State says Brooks Biddle neglected to provide “Lemon Law” resale notices
SEATTLE – Washington’s Lemon Law requires that dealers inform buyers if a car has ever been returned to a manufacturer. The Attorney General’s Office, which enforces the law, says a Bothell Chevrolet dealer neglected more than once to provide the required disclosures.
Brooks Biddle Chevrolet violated a November 2009 settlement when it sold a 2002 GMC Yukon on Jan. 16, said Consumer Protection Division Chief Doug Walsh. The dealership failed to inform the buyer that the SUV had been returned to the manufacturer under a Lemon buyback program then resold at a California auction.
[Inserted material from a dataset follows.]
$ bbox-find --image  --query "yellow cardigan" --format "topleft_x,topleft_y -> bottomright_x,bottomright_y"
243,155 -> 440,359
“Consumers deserve to know whether a car may have potential problems,” Walsh said. “An informed shopper may still buy the vehicle, but likely would negotiate differently had they received the required Lemon Law disclosures. Lemon buyback cars have branded titles, so the resale value is lower.”
Washington’s law requires that a bright yellow “Lemon Law Resale Notice” be placed on a car window. Buyers must also receive documents informing them that the car title will include a comment that the vehicle was previously returned to the manufacturer and this may affect the vehicle’s future resale value.
Brooks Biddle paid $4,000 in legal costs and attorneys’ fees to resolve the state’s earlier allegations that the company failed to provide the appropriate forms to 21 buyers. That settlement also required the dealership to make a good-faith effort to resolve disputes.
The new agreement filed in King County Superior Court requires Brooks Biddle to pay $3,140 in civil penalties and an additional $2,750 in legal costs and attorney fees. If the company fails to comply with the law, the state can seek a $25,000 penalty for each future violation.